Minjoo Party leader says comfort women agreement should be swiftly implemented

Posted on : 2016-04-27 17:17 KST Modified on : 2019-10-19 20:29 KST
Kim Jong-in’s comments during meeting with ambassador clash with his party’s official position
Minjoo Party of Korea leader Kim Jong-in shakes hands greets Japanese Ambassador to South Korea Koro Bessho at the National Assembly in Seoul
Minjoo Party of Korea leader Kim Jong-in shakes hands greets Japanese Ambassador to South Korea Koro Bessho at the National Assembly in Seoul

A backlash is expected after Kim Jong-in, leader of the Minjoo Party of Korea, said during a meeting with the Japanese ambassador to South Korea that the Dec. 28 comfort women agreement reached by the two countries should be quickly implemented. The remarks contradict the official position of the Minjoo Party, which has criticized the government for its rushed handling of the agreement and has called for the agreement to be renegotiated.

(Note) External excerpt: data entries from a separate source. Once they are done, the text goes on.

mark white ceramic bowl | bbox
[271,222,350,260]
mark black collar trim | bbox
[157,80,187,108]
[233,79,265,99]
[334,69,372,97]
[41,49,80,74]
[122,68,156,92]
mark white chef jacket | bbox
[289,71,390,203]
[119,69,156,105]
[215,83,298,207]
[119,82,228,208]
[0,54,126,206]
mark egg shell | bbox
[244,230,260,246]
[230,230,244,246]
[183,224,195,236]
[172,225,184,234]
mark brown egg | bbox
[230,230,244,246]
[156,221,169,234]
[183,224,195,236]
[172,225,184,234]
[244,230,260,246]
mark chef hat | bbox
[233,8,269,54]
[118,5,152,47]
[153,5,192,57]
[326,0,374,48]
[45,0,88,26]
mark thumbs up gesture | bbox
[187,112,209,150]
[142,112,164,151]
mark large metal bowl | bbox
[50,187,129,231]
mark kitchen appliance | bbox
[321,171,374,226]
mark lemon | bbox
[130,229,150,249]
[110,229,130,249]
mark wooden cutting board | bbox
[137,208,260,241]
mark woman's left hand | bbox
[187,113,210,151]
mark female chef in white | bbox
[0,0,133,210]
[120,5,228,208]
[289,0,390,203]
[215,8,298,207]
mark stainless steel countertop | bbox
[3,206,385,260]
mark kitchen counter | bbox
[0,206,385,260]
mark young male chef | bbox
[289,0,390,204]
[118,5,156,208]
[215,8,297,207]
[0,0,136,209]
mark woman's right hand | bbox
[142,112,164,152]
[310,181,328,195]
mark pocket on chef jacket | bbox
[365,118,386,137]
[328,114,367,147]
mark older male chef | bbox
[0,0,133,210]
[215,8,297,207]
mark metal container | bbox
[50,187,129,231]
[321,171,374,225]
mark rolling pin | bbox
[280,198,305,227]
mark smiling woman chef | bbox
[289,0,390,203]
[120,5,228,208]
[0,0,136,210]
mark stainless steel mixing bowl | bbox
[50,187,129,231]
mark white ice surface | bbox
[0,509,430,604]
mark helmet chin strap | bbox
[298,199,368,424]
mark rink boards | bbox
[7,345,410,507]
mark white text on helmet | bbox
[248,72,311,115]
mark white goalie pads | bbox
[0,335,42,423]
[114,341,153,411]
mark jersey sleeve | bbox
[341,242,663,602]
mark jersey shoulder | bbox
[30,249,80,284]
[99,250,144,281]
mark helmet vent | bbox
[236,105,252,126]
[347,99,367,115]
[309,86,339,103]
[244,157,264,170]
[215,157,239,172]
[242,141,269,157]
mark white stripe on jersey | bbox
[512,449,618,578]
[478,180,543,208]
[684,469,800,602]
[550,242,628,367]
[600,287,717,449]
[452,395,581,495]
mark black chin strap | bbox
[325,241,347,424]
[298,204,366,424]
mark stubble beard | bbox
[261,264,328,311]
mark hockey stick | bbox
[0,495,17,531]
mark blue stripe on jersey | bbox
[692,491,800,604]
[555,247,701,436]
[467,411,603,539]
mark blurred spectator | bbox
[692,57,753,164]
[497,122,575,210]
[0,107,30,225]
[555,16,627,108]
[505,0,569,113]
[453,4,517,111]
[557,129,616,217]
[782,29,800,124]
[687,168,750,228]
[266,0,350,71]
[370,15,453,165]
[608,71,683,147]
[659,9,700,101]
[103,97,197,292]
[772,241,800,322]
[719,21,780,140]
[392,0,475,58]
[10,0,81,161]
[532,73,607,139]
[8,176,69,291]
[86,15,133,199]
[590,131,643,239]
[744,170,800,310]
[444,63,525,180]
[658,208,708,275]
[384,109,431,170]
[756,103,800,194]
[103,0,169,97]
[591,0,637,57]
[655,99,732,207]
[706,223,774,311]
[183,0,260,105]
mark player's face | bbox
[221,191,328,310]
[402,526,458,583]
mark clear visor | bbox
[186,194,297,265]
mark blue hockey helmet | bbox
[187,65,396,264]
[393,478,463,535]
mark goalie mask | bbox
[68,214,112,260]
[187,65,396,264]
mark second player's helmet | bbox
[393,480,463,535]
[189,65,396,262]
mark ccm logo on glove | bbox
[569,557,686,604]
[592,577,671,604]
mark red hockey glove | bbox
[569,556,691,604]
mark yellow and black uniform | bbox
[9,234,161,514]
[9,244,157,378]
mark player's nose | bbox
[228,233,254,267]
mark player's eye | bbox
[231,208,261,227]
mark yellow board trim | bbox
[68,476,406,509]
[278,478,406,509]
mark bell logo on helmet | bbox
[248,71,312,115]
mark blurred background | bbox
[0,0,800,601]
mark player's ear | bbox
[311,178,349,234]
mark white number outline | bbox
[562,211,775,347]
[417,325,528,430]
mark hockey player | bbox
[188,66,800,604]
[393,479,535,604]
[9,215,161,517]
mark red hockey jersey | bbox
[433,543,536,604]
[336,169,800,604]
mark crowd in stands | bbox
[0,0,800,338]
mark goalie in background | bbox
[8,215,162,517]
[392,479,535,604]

“Kim Jong-in told Japanese Ambassador to South Korea Koro Bessho that South Korea and Japan need to work together to achieve closer relations. He also said that, though they had reached an agreement on the comfort women, it was not being properly implemented and that the implementation should be speeded up,” said Minjoo Party Spokesperson Lee Jae-kyung on Apr. 26.

Lee added that Kim was trying to say that Japan’s insistence that the comfort woman statue outside the Japanese embassy in Seoul must be removed before it implements the agreement was very upsetting to South Koreans and that Japan needs to understand the public sentiment that derives from history and take quick steps to resolve this. Kim took a courtesy call from Bessho at the party leader’s office in the National Assembly on Tuesday and held a closed-door meeting.

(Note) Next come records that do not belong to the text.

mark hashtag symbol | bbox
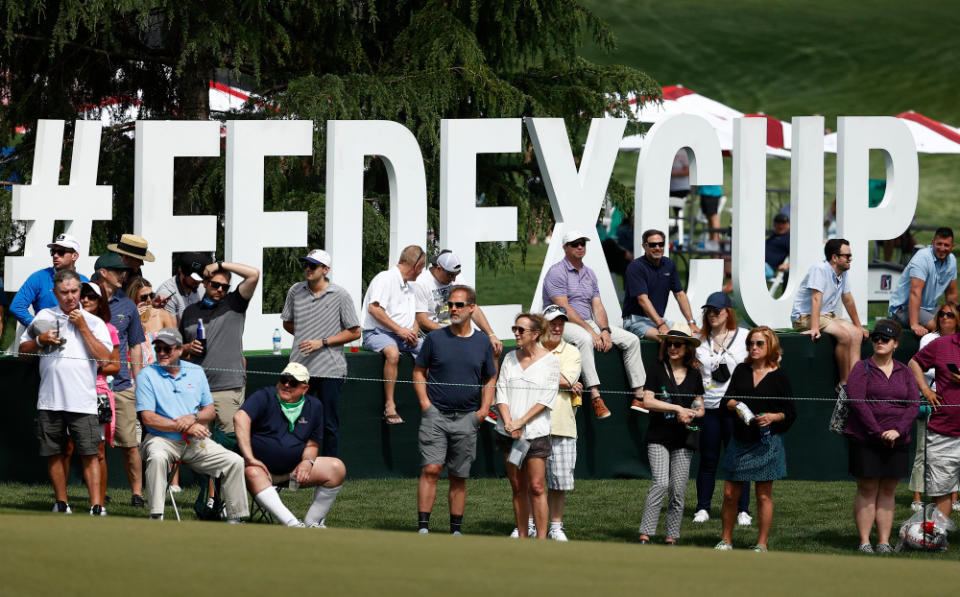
[4,120,113,291]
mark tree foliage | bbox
[0,0,660,308]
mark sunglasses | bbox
[280,376,303,388]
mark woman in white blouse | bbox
[497,313,560,539]
[693,292,753,526]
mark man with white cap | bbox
[10,234,87,327]
[137,328,250,522]
[280,249,360,457]
[416,249,503,357]
[233,364,347,528]
[542,230,647,419]
[157,253,213,322]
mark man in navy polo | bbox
[623,229,700,340]
[93,251,146,508]
[233,363,347,528]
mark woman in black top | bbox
[716,326,797,551]
[638,330,704,545]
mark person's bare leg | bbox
[447,475,467,516]
[382,346,400,415]
[876,478,900,543]
[853,478,876,545]
[547,489,567,522]
[417,464,443,512]
[720,481,743,545]
[753,481,773,549]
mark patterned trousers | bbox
[640,444,693,539]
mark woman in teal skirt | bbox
[716,326,797,551]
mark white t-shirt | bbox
[20,306,113,415]
[697,328,750,408]
[497,350,560,440]
[362,267,417,330]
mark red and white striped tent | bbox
[620,84,790,158]
[823,110,960,153]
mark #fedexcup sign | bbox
[5,115,919,349]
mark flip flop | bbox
[383,413,403,425]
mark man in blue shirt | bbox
[137,328,250,522]
[790,238,870,389]
[233,363,347,528]
[889,227,957,338]
[10,234,87,327]
[413,284,497,535]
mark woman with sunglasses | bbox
[910,303,960,512]
[716,326,797,552]
[844,319,920,553]
[497,313,560,539]
[79,282,120,516]
[127,277,177,365]
[637,330,703,545]
[693,292,753,526]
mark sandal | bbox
[383,412,403,425]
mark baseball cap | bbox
[47,234,80,253]
[153,328,183,346]
[300,249,333,267]
[543,305,569,321]
[93,251,131,271]
[703,292,733,309]
[280,363,310,383]
[437,253,460,274]
[180,253,213,282]
[563,230,590,245]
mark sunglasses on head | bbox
[280,375,303,388]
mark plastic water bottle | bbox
[660,386,677,419]
[273,328,280,354]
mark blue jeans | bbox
[309,377,343,458]
[694,408,750,512]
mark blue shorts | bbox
[623,315,673,338]
[363,328,423,358]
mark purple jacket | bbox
[845,359,920,446]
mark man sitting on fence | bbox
[233,363,347,528]
[137,328,249,523]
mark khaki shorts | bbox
[793,313,840,332]
[113,386,140,448]
[210,387,246,433]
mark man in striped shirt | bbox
[280,249,360,458]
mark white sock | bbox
[253,486,297,526]
[303,485,343,525]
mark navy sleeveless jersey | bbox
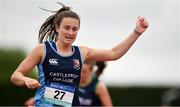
[79,76,102,106]
[34,42,82,107]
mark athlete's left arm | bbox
[95,82,112,107]
[81,17,148,61]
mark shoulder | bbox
[30,43,45,58]
[96,81,107,94]
[79,46,91,61]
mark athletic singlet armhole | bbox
[77,46,83,64]
[40,43,46,64]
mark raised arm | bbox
[81,17,148,61]
[11,44,43,89]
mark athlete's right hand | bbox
[24,77,41,89]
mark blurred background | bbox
[0,0,180,106]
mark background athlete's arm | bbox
[96,82,112,107]
[11,44,43,89]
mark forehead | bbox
[61,17,79,27]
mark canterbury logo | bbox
[49,58,58,65]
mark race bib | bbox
[44,82,75,106]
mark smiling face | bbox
[56,17,79,45]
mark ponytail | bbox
[38,2,80,43]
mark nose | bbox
[68,29,75,35]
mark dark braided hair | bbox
[38,2,80,43]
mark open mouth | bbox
[65,36,73,40]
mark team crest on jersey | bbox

Kim‘s appeal for Japan to implement the comfort women agreement stands in opposition to the Minjoo Party’s official position that the comfort women agreement is invalid. Since it added a pledge to renegotiate the comfort women agreement to its platform at the end of last year, the Minjoo Party has taken the lead in pushing for the nullification of the agreement. It even submitted a resolution to the National Assembly calling for renegotiation.

But Kim’s remarks do not appear to be a mere slip of the tongue. When Kim met the former comfort women on Mar. 1 - an important holiday in South Korea that marks Koreans’ struggle against the Japanese occupation - he hinted that it would be impractical to invalidate the agreement. “Since our two governments have concluded the negotiations, I think that we are not currently in a situation to fix the agreement,” Kim said.

“The position of our party is that this agreement is not legally binding,” Lee said. “We interpret his comments as meaning not so much that our position has changed as that we want to quickly implement the items already agreed upon so that we can make some progress on a diplomatic level.”